Wage Elasticity of Labor Supply in Real-Time Ridesharing Markets: An Empirical Analysis

The prominence of real-time ridesharing services, such as Uber and Lyft, has dramatically changed the landscape of traditional industries. In this study, we provide a comprehensive analysis on the wage elasticity of labor supply in real-time ridesharing markets using data from a major ridesharing platform in China. By exploiting an exogenous shock from uneven driving restrictions as an instrumental variable, we find a negative labor supply elasticity for ridesharing drivers, suggesting that drivers tend to drive less during days with higher average hourly wage. This surprising finding is consistent with the behavioral income-targeting model based on the theory of reference-dependent preferences: Drivers have heuristic daily targets for total earnings and are more motivated to supply labor when they are below their income target than above it. Therefore, they work less on days when earnings per hour are high and quit the market once their income target is reached. In addition, we find that taxi drivers are more rational and are less affected by the income target. What is more interesting is that the labor supply elasticity is less negative for more experienced and patterned ridesharing drivers, which implies that drivers are more rational when they have repeated opportunities of learning. Estimating labor supply elasticity is critical to understand the economic efficiency of various surge pricing algorithms and driver subsidization programs for ridesharing platforms and policy makers. Our research suggests that a uniform price surging or driver subsidization to all ridesharing drivers may not incentivize labor supply of drivers effectively. A more efficient approach is to implement personalized price surging algorithms and driver subsidization programs targeting more experienced and patterned drivers.

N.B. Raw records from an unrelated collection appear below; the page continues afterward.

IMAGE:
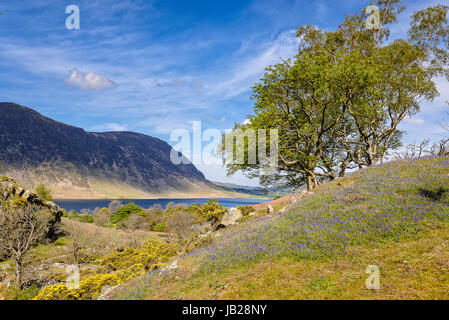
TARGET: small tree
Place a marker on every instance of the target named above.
(180, 224)
(21, 229)
(125, 211)
(132, 225)
(210, 211)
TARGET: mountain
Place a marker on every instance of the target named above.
(255, 191)
(74, 163)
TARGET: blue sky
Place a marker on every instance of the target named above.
(154, 66)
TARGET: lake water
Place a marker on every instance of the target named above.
(78, 205)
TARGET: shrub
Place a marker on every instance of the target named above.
(246, 210)
(153, 254)
(44, 193)
(124, 212)
(118, 268)
(160, 227)
(210, 211)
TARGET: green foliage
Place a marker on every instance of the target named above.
(246, 210)
(86, 218)
(337, 105)
(14, 293)
(159, 227)
(125, 211)
(210, 211)
(117, 268)
(5, 179)
(44, 193)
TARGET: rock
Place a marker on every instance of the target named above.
(345, 184)
(170, 268)
(106, 291)
(203, 227)
(11, 191)
(205, 235)
(230, 217)
(298, 195)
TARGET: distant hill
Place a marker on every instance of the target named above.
(74, 163)
(254, 191)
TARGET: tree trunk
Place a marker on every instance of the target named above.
(19, 274)
(311, 180)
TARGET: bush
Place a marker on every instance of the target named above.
(14, 293)
(44, 193)
(160, 227)
(125, 211)
(210, 211)
(118, 268)
(246, 210)
(86, 218)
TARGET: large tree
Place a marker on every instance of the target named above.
(22, 227)
(339, 102)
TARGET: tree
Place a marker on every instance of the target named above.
(21, 229)
(132, 225)
(44, 193)
(210, 211)
(338, 103)
(124, 212)
(180, 224)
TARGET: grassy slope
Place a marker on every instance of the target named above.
(394, 216)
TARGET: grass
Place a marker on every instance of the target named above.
(394, 216)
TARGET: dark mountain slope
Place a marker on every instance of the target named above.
(35, 147)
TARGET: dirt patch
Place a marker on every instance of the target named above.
(264, 205)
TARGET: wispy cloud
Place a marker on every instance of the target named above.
(89, 80)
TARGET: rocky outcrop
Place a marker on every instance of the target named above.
(298, 195)
(11, 191)
(230, 217)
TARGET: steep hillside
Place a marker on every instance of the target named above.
(394, 217)
(79, 164)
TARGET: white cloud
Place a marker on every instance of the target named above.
(110, 127)
(89, 80)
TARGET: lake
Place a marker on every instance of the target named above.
(78, 205)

Keywords: Labor supply elasticity, Ridesharing, Income target, Reference-dependent preferences

Each Friday afternoon during the school year, the IDSc Department and the MISRC host Friday Research Workshops. These are discussion seminars for PhD students, university faculty and interested Corporate Partners that focus on new research and research-related topics. The presenter typically provides a working paper one week in advance. We post the paper online so that it is available for attendees to read during the week of the workshop. The workshops usually begin with presentations of their work by the speaker, followed by a lively discussion.